After a few minutes exploring the vacant building, a man with a dark beard and
shorts approached us, introducing himself as Mitch Robinson the gentlemen I’d
conversed via e-mail with. “The Audubon Center,” he told us, “was once a cotton
plantation. At one time the Davis Family had over 100 slaves working the fields
that are now growing back to an original Mississippi forest.”

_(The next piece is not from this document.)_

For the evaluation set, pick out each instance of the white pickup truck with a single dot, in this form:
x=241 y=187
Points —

With only a slight bit of encouragement
and direction from Mitch, we hiked some of the trails on the property. Red Buckeye
and American Ginger lined the walkway between the visitor’s center and the old
plantation house at the head of the trails, a massive brick house with tall
white columns that seemed to appear out of the foliage. Once the home of the
plantation owner, the house loomed over the land reminding visitors of the
money and power of the family that once lived there and a small cabin indicative
of the oppression and exploitation of a people. The further we walked the more
I couldn’t help but think of the history of the land. Daniel and Alex wanted to
know more about life as a slave on a plantation so Nick and I shared what we
had learned over the years.
Plantations, as I and many other people have
learned of them, were not fun places to live if you were among the slaves. History has painted the plantation as a grand
place to live, but only if you were among the whites. Most of the time, slaves
were forced to live in shacks and made to work from sunup to sundown in the
fields. The treatment of the slaves was horrible. There may have been some
slave owners and slave masters who were not as terrible as the ones many of us
heard of, but those were few. The stories any of us have heard regarding
slavery are stories of torture, pain, suffering, and heartbreak. Families torn
apart and sold to the highest bidder. Tales that we could never imagine without
having actually living it. We made the connection to the kids that the founder
of Berea, John G Fee, was against slavery.
Walking through the woods, seeing
the many trees, hearing the birds singing in the trees, feeling the heat and
humidity as it wrapped itself around us, I couldn’t help but wonder about the
people who worked the land. I wondered often if any of those who lost their
lives on that land were still there, watching as we walked across the land they
were forced to give their lives to. A single headstone stands in the woods, the
only sign of the many people buried in the area—the slaves’ graveyard. My heart
went out to the souls of the people buried there. Though the day was hot and
humid, we could not complain about it knowing of the people who worked this
land and the fact they could not complain about it.
The work being done at the
Strawberry Plains Audubon Center is amazing work, but all that great work can
not erase what history tells us happened on that land. Their preservation of
both nature and history is necessary if we are to avoid a bitter future.